Gender Fuckery Can we talk about this? When gender fuckery gets assumed by gender fucking binaries in kink scenes and in negotiations in making mistakes and learning to be better
Can we talk about this? When you think that you are negotiating something Only to realise that the person you were negotiating with still do not get your gender non-binariness but wants to play with you anyways and then proceeds to treat you as a MAN or WOMAN because they know not enough how to play with a non-binary person
Can we talk about this? The hetero-normative responses and attitudes The assumptions projected through patriarchy, misogyny to the curious to the new to the never-seen-before to the never-touched-before to the person wearing a beard and spotting a pink tutu to the one that "looks" one way or another because of a bulge, a cup, a moustache, Adam's fucking apple (not mine)
Can we talk about this? The fuckery involved in folks wanting to play with non-binary folks but refuses to do the work to understand or ask and make mistakes and learn with each other about gender identities body experiences dysphoria
Can we talk about this?
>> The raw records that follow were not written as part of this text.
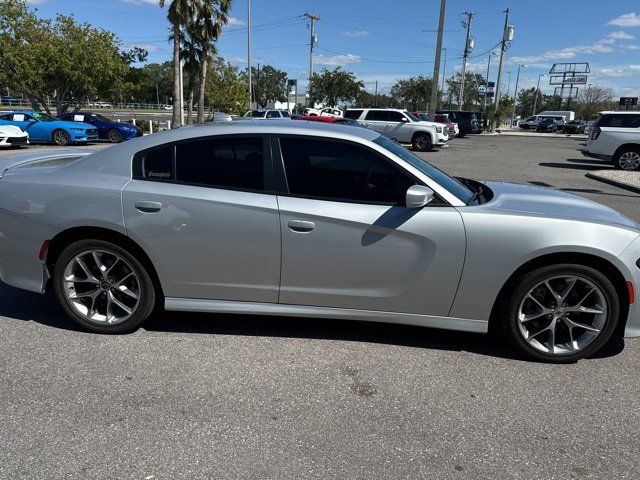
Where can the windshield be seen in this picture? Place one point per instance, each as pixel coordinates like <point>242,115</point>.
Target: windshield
<point>449,183</point>
<point>43,117</point>
<point>97,116</point>
<point>411,116</point>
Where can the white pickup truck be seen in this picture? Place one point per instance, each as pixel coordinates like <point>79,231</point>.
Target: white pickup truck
<point>615,137</point>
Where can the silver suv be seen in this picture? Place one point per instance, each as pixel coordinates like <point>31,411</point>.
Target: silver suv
<point>402,125</point>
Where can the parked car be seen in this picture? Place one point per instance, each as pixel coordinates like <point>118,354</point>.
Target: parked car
<point>548,125</point>
<point>615,137</point>
<point>575,126</point>
<point>467,121</point>
<point>323,112</point>
<point>12,136</point>
<point>267,113</point>
<point>387,237</point>
<point>114,132</point>
<point>45,128</point>
<point>402,125</point>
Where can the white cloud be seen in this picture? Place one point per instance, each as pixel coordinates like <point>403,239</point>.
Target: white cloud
<point>619,71</point>
<point>355,33</point>
<point>236,22</point>
<point>620,35</point>
<point>336,60</point>
<point>631,19</point>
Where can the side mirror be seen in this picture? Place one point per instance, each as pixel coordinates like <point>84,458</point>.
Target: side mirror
<point>418,196</point>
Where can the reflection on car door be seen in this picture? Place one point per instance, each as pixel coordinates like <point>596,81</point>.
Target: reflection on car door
<point>349,242</point>
<point>210,225</point>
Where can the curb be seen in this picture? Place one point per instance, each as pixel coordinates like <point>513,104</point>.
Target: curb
<point>615,183</point>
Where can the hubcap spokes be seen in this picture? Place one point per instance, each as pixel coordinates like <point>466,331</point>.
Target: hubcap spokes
<point>562,315</point>
<point>630,161</point>
<point>101,287</point>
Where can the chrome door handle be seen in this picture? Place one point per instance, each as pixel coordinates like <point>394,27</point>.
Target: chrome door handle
<point>148,207</point>
<point>301,226</point>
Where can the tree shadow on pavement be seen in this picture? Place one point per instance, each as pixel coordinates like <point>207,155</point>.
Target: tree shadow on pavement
<point>43,309</point>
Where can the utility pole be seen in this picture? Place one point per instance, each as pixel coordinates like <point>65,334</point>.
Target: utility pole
<point>467,24</point>
<point>249,51</point>
<point>535,100</point>
<point>312,18</point>
<point>436,64</point>
<point>444,68</point>
<point>486,86</point>
<point>515,94</point>
<point>503,47</point>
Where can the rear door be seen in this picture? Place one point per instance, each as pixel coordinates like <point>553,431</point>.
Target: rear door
<point>348,241</point>
<point>205,212</point>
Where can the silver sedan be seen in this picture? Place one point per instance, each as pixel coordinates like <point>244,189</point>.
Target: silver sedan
<point>314,220</point>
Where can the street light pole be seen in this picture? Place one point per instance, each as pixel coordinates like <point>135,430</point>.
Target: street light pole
<point>436,64</point>
<point>515,94</point>
<point>535,101</point>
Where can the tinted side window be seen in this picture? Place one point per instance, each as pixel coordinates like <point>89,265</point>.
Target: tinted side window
<point>341,171</point>
<point>157,164</point>
<point>224,162</point>
<point>620,120</point>
<point>377,115</point>
<point>395,116</point>
<point>353,114</point>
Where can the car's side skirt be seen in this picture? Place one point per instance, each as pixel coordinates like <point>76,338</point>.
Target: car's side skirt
<point>254,308</point>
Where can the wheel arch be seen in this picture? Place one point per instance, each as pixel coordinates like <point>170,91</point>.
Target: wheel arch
<point>623,147</point>
<point>58,243</point>
<point>587,259</point>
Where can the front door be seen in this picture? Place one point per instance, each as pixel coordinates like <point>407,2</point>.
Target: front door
<point>203,212</point>
<point>349,242</point>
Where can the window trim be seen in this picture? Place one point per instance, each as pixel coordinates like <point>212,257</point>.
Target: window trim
<point>283,185</point>
<point>137,170</point>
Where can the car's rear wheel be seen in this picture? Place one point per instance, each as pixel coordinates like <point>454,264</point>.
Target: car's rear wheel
<point>628,159</point>
<point>114,136</point>
<point>60,137</point>
<point>421,142</point>
<point>103,287</point>
<point>561,313</point>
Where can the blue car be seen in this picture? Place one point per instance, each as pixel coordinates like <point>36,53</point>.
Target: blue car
<point>115,132</point>
<point>44,128</point>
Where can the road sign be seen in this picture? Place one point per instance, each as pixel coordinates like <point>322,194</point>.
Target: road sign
<point>568,79</point>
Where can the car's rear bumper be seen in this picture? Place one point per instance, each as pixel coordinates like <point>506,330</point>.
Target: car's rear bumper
<point>598,156</point>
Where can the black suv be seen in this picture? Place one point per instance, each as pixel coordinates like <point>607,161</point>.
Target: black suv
<point>467,121</point>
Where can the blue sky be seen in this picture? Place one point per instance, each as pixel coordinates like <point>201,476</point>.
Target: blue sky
<point>383,40</point>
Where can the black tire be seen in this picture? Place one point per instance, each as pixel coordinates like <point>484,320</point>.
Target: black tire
<point>627,158</point>
<point>510,323</point>
<point>61,138</point>
<point>421,142</point>
<point>114,136</point>
<point>147,295</point>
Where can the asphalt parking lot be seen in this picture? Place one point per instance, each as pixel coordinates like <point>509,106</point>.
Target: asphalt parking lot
<point>202,396</point>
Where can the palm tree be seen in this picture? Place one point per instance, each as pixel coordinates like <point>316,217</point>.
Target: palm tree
<point>181,13</point>
<point>210,17</point>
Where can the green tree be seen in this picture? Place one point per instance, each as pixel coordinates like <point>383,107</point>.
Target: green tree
<point>413,93</point>
<point>333,86</point>
<point>211,16</point>
<point>268,85</point>
<point>226,88</point>
<point>61,59</point>
<point>181,13</point>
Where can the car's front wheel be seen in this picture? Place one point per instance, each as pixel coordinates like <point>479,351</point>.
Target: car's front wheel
<point>103,287</point>
<point>628,159</point>
<point>421,142</point>
<point>60,137</point>
<point>561,313</point>
<point>114,136</point>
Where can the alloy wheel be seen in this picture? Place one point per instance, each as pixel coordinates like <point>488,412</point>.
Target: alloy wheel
<point>562,314</point>
<point>629,161</point>
<point>101,287</point>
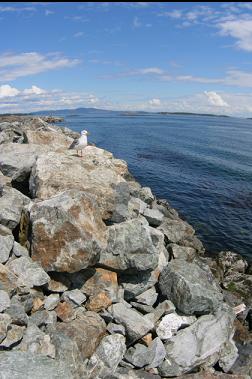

The lack of ownership over one self's responses and reflection when wanting to play with someone who shared that they have trauma Non-binary folks are traumatised daily from misgenderings and swallowing the insensitivity down to the gut Heartless comments fermenting and rotting Spreading over sensory neurons and nervous system protections Simply because someone is willing to play with a non-binary person only to be let go afterwards because destructive behaviours assumes power to exert exclusion
Can we talk about this? In a non-binary way? In a non-traumatising way? In a way that builds safety? In a way that builds community? In a way that encourages non-binary folks to access kinky play with trust? In a way that fucks our gender expression in the way we want? In a way that involves curiousity rather than non-consensuality of identity labels put onto people? In a way that makes boundaries fun and not jarring? In a way that makes for conversations that are reciprocal and meaningful rather than deceitful?